Initialization time on GTX 460

indigodrive · July 29, 2011, 2:16pm

I am finding that the initialization time on my card is pretty long, usually 2-3 seconds. This happens either on the first cudaMalloc or on cublasInit(). Is this normal? I gather from other forum posts that the initialization time should be at least an order of magnitude shorter, and in some cases 2 orders of magnitude (some people are reporting 40ms??). Is there anything that I can do to improve this time?

My card is a Geforce GTX 460, and I’m compiling with -arch sm_21. My driver is the latest one, 270.41.19, and I’ve tried both cuda toolkit 4.0.17 and 3.2.16 with no difference. I’m on CentOS 5.5 x86_64.

indigodrive · July 29, 2011, 3:17pm

It appears that the initialization time is caused by the X server running. When I am in runlevel 3, the init time is 1-2 ms!

EDIT: I take it back. After running several times, the card init time goes back up to 2-3 seconds. I never started the x server, so there must be some other problem.

dfranusic · August 6, 2011, 10:06am

If it only happens the first time and you are in runevel 3 then it is probably the missing nodes in /dev (nvidiaX and nvidiactl). You can run this in /etc/local.d.

#!/bin/bash

modprobe nvidia

if [ “$?” -eq 0 ]; then

Count the number of NVIDIA controllers found.

N=expr $N3D + $NVGA - 1
for i in seq 0 $N; do
mknod -m 666 /dev/nvidia$i c 195 $i;
done

mknod -m 666 /dev/nvidiactl c 195 255

set persistance

nvidia-smi -pm 1
else
exit 1
fi

indigodrive · November 2, 2011, 2:17pm

Thanks for the reply. Unfortunately that does not fix my problem. The kernel module is loaded, the device nodes exist. I tried running your script just to be sure, and it doesn’t make any difference.

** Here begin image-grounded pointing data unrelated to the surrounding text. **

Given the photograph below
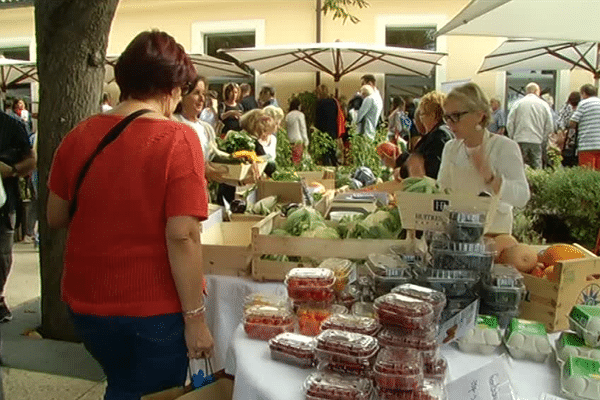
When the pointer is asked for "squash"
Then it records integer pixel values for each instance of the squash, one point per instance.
(521, 256)
(559, 252)
(503, 242)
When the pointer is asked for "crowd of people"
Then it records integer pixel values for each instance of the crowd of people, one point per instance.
(145, 321)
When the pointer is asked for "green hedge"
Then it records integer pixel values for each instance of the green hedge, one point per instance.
(565, 203)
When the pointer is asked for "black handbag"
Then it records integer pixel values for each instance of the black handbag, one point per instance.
(569, 151)
(106, 140)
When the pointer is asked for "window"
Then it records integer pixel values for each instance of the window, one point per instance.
(415, 38)
(517, 80)
(228, 40)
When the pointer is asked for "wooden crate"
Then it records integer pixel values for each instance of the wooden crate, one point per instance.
(239, 172)
(227, 248)
(390, 187)
(420, 211)
(310, 248)
(550, 302)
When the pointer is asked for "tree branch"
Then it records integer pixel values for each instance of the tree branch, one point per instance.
(339, 8)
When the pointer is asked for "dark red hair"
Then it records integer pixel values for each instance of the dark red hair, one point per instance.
(153, 64)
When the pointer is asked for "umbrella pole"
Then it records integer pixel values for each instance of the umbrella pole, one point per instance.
(597, 71)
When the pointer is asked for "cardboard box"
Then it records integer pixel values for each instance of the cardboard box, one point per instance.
(550, 302)
(420, 211)
(309, 248)
(227, 248)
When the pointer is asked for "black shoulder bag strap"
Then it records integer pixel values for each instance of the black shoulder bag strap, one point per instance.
(106, 140)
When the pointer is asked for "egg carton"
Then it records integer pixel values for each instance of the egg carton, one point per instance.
(527, 340)
(503, 314)
(571, 344)
(484, 338)
(579, 380)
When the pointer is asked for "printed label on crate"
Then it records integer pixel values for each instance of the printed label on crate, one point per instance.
(458, 325)
(547, 396)
(427, 211)
(490, 382)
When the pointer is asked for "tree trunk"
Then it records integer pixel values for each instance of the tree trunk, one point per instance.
(72, 36)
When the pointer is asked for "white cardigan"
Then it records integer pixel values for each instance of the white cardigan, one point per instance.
(458, 174)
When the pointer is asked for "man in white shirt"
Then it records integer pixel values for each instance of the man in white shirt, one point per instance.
(586, 119)
(529, 124)
(371, 108)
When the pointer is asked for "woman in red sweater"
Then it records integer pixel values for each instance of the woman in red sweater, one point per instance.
(132, 266)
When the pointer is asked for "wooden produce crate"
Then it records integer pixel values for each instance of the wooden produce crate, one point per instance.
(390, 187)
(550, 302)
(227, 248)
(421, 211)
(313, 248)
(239, 172)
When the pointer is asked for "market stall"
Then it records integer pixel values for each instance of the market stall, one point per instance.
(225, 307)
(257, 376)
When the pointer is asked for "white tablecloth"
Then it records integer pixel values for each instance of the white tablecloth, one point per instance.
(258, 377)
(225, 307)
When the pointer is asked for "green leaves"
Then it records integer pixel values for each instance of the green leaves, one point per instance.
(570, 194)
(339, 8)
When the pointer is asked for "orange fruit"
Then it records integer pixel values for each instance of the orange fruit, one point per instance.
(559, 252)
(550, 274)
(537, 271)
(520, 256)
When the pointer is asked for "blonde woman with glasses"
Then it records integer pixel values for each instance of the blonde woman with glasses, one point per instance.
(478, 161)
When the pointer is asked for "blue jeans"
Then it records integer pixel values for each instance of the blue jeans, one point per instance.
(139, 355)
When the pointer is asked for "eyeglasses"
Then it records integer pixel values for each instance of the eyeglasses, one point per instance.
(454, 117)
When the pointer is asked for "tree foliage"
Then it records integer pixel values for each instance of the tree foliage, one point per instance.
(339, 8)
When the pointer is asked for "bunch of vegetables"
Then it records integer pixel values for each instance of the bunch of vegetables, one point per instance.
(283, 158)
(264, 206)
(382, 224)
(236, 141)
(306, 222)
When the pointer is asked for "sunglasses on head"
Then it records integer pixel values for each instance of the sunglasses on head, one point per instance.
(454, 117)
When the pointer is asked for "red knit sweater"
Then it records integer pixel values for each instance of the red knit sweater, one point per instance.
(116, 260)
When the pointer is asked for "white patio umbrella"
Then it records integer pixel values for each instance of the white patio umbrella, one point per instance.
(542, 54)
(206, 65)
(13, 72)
(337, 59)
(565, 20)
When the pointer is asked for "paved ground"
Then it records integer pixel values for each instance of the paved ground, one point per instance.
(36, 368)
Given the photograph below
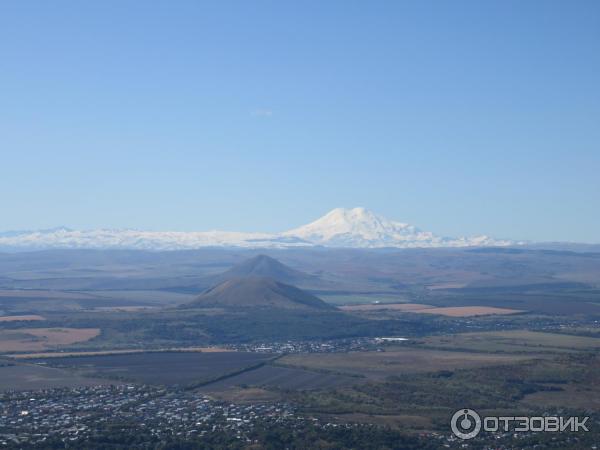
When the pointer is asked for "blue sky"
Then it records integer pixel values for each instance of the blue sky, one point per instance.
(460, 117)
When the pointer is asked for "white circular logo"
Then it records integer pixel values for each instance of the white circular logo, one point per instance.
(465, 424)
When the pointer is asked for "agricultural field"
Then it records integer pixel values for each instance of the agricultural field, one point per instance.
(276, 377)
(420, 400)
(38, 339)
(167, 368)
(26, 377)
(387, 306)
(380, 365)
(514, 341)
(468, 311)
(25, 318)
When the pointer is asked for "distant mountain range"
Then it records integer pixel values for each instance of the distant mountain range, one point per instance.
(352, 228)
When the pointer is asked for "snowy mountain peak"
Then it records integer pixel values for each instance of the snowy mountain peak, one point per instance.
(355, 228)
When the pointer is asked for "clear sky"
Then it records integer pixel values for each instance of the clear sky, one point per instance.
(460, 117)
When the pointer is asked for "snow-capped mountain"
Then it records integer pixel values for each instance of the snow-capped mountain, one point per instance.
(360, 227)
(354, 228)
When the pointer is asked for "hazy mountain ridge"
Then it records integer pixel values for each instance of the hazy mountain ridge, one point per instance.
(353, 228)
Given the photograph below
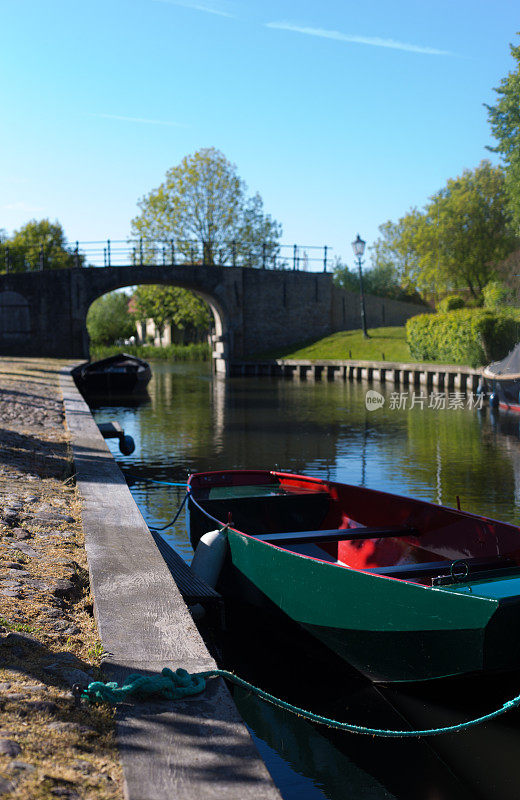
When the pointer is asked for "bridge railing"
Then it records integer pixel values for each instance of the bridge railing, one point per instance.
(153, 252)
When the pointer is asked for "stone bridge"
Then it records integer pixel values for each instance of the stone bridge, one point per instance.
(255, 310)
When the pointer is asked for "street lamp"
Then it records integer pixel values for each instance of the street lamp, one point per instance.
(358, 247)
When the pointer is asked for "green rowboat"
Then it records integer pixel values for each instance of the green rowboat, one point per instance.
(401, 589)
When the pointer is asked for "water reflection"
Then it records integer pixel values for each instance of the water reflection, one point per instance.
(195, 421)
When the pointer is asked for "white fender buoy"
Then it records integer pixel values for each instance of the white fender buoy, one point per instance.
(209, 556)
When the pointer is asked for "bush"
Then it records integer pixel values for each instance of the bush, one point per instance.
(465, 336)
(450, 303)
(496, 294)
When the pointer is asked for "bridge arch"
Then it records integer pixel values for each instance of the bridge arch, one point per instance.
(110, 279)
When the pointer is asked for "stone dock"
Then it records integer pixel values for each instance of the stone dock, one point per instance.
(444, 376)
(85, 594)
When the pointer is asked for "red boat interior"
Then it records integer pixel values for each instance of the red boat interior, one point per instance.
(359, 528)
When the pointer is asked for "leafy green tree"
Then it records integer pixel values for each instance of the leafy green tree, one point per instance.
(459, 237)
(381, 279)
(496, 294)
(171, 305)
(504, 118)
(109, 319)
(36, 240)
(204, 200)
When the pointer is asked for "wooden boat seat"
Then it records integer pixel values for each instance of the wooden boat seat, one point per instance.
(430, 569)
(343, 534)
(261, 514)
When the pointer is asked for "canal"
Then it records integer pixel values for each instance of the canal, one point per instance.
(414, 443)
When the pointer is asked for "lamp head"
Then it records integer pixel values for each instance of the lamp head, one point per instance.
(358, 246)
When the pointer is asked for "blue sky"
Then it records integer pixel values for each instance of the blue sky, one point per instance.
(341, 114)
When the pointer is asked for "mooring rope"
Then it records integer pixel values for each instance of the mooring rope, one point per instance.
(176, 517)
(152, 480)
(179, 684)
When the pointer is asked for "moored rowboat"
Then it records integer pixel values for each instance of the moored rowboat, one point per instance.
(402, 589)
(120, 374)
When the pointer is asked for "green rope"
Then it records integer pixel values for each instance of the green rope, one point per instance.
(176, 685)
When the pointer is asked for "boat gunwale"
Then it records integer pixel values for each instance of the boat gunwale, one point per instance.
(328, 485)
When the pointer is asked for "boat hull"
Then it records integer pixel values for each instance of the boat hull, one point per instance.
(389, 629)
(118, 375)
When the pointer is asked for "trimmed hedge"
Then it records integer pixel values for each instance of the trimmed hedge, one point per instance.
(474, 336)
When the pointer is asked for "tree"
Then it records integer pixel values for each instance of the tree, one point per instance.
(203, 201)
(109, 319)
(171, 305)
(504, 118)
(382, 279)
(458, 239)
(38, 240)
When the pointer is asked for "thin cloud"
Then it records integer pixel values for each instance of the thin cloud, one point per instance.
(140, 120)
(21, 206)
(197, 7)
(352, 39)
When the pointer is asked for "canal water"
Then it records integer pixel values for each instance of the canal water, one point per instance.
(416, 442)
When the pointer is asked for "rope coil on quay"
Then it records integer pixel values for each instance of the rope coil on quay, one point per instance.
(179, 684)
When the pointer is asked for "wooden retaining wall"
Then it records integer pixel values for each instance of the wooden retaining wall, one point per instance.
(443, 376)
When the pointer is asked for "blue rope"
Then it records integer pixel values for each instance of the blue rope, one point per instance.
(179, 684)
(176, 517)
(163, 483)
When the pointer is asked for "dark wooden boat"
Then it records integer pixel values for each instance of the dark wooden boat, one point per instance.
(117, 375)
(402, 589)
(504, 378)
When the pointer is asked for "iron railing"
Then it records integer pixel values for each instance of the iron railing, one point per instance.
(152, 252)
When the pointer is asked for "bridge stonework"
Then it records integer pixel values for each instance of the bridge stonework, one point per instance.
(44, 313)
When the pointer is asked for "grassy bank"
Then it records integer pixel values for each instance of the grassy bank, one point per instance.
(384, 344)
(172, 352)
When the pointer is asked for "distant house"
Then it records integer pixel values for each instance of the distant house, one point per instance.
(148, 333)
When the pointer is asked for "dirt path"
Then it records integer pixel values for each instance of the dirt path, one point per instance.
(48, 637)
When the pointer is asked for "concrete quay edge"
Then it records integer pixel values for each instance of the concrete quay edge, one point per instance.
(197, 748)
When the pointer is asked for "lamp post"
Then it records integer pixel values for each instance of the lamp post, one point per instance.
(358, 247)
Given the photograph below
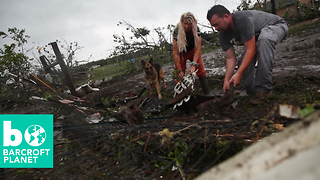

Do you have any other ideas? I have upgraded to the latest driver (285.05.09) and it still has this problem.

mfatica · November 2, 2011, 2:18pm

Set persistent mode with nvidia-smi:
nvidia-smi -pm 1

indigodrive · November 2, 2011, 2:27pm

That was the last line of dfranusic’s script. I verified with “nvidia-smi -q” that persistence mode is enabled. It still takes ~3 seconds for my test code with a single cudaMalloc. Any other ideas?

mfatica · November 2, 2011, 2:57pm

Go back to 270.41.19, it works for me.

indigodrive · November 2, 2011, 3:13pm

I have downgraded to 270.41.19, still no luck. Can I give you any more info?

mfatica · November 2, 2011, 3:30pm

Are you using the script?
Could you post the output of nvidia-smi -q?

What is the output of “time deviceQuery -noprompt”?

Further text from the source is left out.